Most popular LLMs (at the time of writing, March 2023) are only partially open– some require you to have a special invitation if you want to use them, others require the general public to access it through a controlled interface without providing any insight into how things work on the inside.

Anyways, on February 24, 2023, Meta (previously known as Facebook) released a LLM called LLaMa. The AI team released the code necessary to use it, but not the weights. (For context, the code is like a car’s metal skeleton and the weights are like the motor or engine, so not releasing the weights means you won’t get any useful results). You might think that this would be the end of the story… were it not for one small detail. They actually did release the weights, but only to those who would do research-like exploration with it. You would fill out a form, request the weights files, and hope they would approve your request. Around March 1, the first LLaMa weights requests got approved.

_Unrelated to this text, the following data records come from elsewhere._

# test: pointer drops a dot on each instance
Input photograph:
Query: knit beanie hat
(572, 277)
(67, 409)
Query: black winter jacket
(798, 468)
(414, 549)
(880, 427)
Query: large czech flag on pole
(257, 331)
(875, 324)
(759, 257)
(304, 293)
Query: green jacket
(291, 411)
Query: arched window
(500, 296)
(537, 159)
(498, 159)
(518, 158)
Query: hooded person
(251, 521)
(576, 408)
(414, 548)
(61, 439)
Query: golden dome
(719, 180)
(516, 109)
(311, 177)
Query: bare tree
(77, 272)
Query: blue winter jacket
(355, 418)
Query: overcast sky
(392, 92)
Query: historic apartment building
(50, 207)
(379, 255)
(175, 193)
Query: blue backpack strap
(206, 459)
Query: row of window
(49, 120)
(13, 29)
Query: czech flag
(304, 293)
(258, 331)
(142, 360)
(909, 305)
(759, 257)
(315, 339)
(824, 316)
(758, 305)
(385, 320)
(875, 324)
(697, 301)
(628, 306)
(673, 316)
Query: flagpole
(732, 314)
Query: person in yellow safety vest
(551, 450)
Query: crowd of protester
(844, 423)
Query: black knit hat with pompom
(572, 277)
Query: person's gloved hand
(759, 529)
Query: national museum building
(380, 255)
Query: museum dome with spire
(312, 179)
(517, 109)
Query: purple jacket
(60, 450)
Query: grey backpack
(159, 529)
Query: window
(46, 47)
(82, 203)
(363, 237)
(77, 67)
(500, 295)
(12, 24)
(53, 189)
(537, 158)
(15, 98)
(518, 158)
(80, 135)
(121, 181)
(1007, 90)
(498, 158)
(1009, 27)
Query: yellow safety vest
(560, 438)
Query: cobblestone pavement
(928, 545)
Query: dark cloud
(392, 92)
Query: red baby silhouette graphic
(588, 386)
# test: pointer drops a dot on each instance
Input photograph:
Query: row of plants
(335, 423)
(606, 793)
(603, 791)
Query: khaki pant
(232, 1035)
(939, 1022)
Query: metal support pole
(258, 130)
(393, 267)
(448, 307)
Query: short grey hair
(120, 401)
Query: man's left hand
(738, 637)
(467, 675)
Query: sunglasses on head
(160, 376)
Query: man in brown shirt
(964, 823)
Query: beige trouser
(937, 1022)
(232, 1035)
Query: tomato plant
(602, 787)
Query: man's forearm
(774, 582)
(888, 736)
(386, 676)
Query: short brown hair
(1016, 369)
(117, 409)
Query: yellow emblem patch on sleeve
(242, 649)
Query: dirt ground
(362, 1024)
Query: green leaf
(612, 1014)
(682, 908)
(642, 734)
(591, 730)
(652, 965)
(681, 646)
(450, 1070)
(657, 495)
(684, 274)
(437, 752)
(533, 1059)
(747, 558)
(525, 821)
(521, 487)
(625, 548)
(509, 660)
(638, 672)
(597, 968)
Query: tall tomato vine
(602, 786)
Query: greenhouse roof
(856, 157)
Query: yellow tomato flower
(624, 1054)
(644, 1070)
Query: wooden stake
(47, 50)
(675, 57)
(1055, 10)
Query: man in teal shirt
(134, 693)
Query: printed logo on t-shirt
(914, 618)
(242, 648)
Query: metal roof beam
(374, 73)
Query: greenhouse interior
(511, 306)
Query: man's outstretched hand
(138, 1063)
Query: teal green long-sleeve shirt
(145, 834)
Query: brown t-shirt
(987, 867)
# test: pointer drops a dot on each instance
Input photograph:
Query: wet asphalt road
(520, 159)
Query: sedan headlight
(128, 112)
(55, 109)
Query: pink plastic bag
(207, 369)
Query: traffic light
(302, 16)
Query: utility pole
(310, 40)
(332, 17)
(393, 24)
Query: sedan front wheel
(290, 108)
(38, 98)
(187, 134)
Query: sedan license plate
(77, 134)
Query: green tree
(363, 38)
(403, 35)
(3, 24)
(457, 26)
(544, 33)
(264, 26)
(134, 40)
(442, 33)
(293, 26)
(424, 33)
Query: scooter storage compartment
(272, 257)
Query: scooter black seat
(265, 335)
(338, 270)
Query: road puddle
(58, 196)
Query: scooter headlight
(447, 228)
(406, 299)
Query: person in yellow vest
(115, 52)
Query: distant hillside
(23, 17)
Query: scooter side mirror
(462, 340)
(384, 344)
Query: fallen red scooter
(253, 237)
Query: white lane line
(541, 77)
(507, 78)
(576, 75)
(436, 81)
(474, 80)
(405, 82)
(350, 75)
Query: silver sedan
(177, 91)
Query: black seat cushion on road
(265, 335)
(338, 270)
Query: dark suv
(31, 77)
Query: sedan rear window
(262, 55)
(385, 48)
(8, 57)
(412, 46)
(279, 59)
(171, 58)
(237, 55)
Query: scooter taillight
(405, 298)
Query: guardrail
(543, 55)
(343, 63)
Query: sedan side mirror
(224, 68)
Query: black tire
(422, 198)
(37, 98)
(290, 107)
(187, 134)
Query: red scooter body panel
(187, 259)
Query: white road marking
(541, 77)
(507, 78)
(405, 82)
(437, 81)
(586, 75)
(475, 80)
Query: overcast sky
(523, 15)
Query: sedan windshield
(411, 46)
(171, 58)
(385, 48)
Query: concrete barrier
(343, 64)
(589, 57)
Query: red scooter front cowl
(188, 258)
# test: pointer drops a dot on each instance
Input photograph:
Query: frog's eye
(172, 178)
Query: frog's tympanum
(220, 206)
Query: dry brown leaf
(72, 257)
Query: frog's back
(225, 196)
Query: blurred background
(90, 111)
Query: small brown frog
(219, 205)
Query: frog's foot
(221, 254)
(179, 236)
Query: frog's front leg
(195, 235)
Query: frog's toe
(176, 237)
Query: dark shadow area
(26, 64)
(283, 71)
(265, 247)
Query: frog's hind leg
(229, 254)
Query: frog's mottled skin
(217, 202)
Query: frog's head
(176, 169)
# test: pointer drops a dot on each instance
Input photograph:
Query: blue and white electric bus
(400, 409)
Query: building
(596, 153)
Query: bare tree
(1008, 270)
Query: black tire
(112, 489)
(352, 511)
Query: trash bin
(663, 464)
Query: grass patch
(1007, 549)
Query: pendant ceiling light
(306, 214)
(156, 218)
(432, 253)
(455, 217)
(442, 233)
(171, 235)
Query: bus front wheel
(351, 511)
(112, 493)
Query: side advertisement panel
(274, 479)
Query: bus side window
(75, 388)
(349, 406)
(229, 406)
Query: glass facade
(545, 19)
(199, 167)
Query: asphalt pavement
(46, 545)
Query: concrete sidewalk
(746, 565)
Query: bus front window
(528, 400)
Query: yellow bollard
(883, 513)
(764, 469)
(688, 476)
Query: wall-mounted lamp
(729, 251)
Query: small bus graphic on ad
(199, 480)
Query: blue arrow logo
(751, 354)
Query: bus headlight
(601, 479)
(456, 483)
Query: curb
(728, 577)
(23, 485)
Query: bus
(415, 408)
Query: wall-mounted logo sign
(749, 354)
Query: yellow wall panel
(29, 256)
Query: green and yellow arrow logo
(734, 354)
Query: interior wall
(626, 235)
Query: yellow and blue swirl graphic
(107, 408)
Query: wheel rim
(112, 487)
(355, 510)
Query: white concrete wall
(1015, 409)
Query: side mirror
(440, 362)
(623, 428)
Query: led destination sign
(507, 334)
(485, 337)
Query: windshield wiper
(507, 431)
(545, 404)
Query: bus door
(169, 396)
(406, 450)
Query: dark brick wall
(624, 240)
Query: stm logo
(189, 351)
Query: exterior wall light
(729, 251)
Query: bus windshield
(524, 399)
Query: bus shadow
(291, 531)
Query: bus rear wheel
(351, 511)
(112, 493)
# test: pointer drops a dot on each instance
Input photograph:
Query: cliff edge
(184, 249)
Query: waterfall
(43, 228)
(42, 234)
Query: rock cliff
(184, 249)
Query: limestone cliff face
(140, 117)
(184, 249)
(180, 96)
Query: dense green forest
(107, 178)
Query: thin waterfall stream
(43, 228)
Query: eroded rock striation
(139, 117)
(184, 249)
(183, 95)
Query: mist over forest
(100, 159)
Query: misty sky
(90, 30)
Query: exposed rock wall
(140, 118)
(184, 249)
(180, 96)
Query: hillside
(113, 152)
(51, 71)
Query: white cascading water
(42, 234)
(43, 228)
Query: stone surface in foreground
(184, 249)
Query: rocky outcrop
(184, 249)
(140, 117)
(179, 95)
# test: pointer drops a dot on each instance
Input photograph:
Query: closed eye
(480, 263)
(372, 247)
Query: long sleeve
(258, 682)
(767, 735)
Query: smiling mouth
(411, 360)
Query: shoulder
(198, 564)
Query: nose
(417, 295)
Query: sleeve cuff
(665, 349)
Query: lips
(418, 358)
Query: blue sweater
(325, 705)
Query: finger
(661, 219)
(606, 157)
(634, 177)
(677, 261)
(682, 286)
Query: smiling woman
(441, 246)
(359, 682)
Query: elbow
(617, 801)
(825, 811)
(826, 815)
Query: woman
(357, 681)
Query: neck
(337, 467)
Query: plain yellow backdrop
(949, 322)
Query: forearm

One day later, an anonymous user leaked all the weights onto the internet via torrent and 4chan.

And suddenly, the internet had its hands on a full-fledged modern LLM that they could run entirely using their own equipment, with no intermediary whatsoever.

Within a day of the initial leak, in an act of now-famous performance art, Github user ChristopherKing42 publicly proposed to add the torrent links to the code release to help “save bandwidth” on downloads. About a week after that, Georgi Gerganov announced that he’d rewritten the entire LLaMa codebase in C++, making it usable without the end user needing to buy graphics card computer hardware costing several thousand dollars. Three days after that (i.e. four days ago), Anish Thite got it to work in the highly battery-constrained and computing power-constrained environment of a standard Pixel 6 smartphone. Twelve hours ago, Justine Tunney published a way to load the models with no user latency. None of these people are famous in the way that Elvis or Michael Jordan are famous, but they just might be the reason why alien minds can live on the little rectangles of light that sit in our pockets.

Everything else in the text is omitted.